In Baghdad, senior Iraqi officials insisted Hussein has no
territorial ambitions – and the top U.N. official backed up their
case for easing economic sanctions.

“We want only to maintain our sovereignty as a nation. We
would like to have peaceful coexistence between Iraq and its
neighbors,” Usama Badraldin, a senior foreign ministry official,
said in a Denver Post interview.

Yet the new U.N. plan to end sanctions after bringing in
inspectors “is unworkable,” he said, because it would prolong a
process already tainted by allegations that some inspectors shared
information with intelligence agencies.

Iraqi officials didn’t express any urgency toward breaking
today’s deadlock. “It’s up to the United States,” Badraldin said,
“to decide how to roll the ball. We are open. We are ready. We
have no precondition other than: Respect our dignity. Respect our
sovereignty.”

A senior official of Saddam’s ruling Baath Party, Abdul
Hashemi – a Boston University graduate who later served as Iraq’s
ambassador to France and as education minister – spoke for the
government in a meeting with the Colorado group.

“What Iraq wants: Just leave us alone,” he said. “We have
oil. The United States wants oil. The oil we have, we will sell
it. We can’t drink it. We will not prevent you from getting it.
And we will not let Iraqi oil be used against you.”

He denounced U.S. efforts to “liberate” Iraq by toppling
Hussein, and challenged the Coloradans to see today’s conflict
from a broader perspective.

“If you are really for human rights,” he implored, “then
respect those rights for me.”

Meantime, weapons inspections vehicles were lined up and
ready to go outside von Sponeck’s U.N. office.

Von Sponeck warned that today’s standoff between governments
is creating an angry generation of Iraqis whose education and diet
are deteriorating under economic sanctions.

Millions of working Iraqis “have nothing to do with whatever
was done by their leaders,” von Sponeck said in a Denver Post
interview earlier this month.

“So why should they be hooked in the first place? It’s
regrettable that, in the confrontation of Iraq, the population
itself is taken for granted.
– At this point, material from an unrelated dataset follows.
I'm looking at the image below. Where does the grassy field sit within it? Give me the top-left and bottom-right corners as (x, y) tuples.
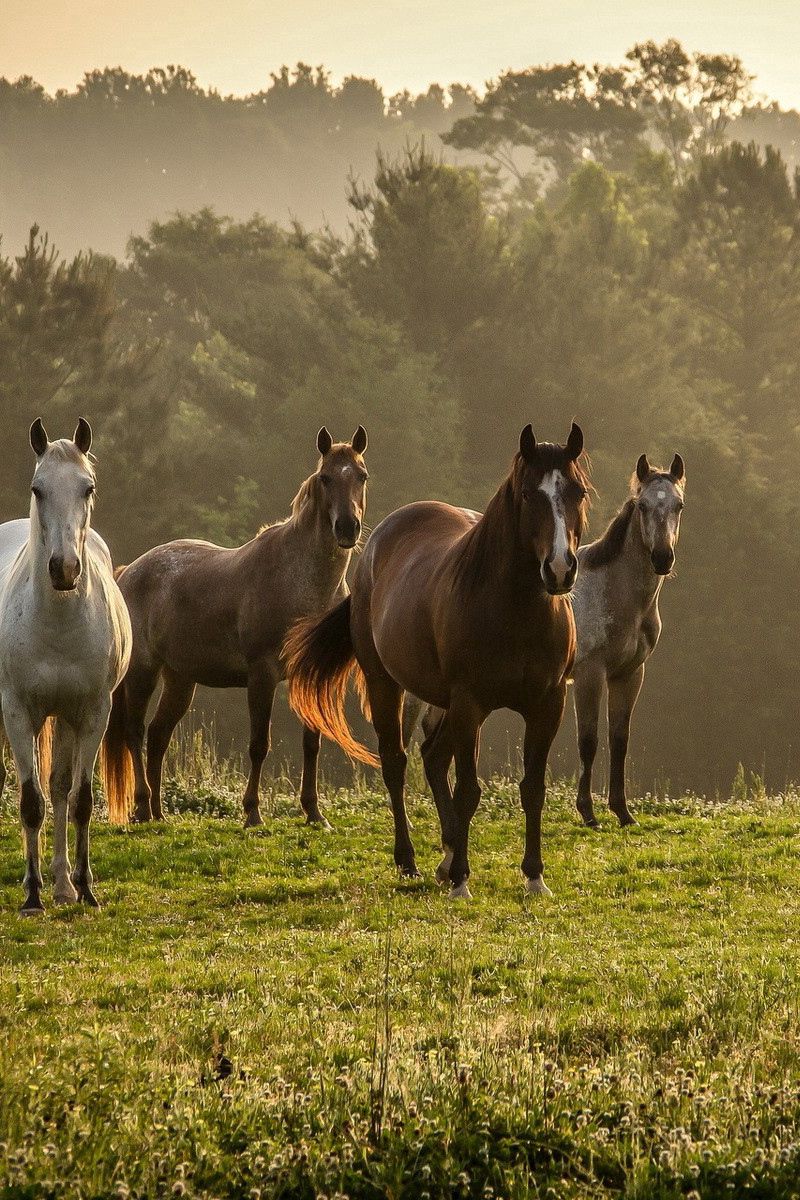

This is the call that any responsible
person has to make: end the singling out of a population to
continue to suffer.”

Back in the United States, some of the 70 Congress members
who signed a Jan. 31 letter asking President Clinton to lift
economic sanctions planned to introduce Iraq legislation this
week. It aims at easing the humanitarian situation while
continuing an embargo on weapons.

Current policy “is not compassionate, and it’s not consistent
with our moral position in the world,” said U.S. Rep. Tom Campbell
(R-Calif.), a co-author of the letter to Clinton. “And we’re not
accomplishing what we set out to do. … You’re not pressuring
Saddam with these economic sanctions. You’re hurting his people.”

In Iraq, from civil servants to mothers depending on food
rations in slums, people begged the visiting Coloradans for
relief.

“I just want to raise my children,” implored Sabeha Taher, a
single mother of five, in a crumbling home in the ancient city of
Samarra.

“It’s my duty,” she said. “What can we do?”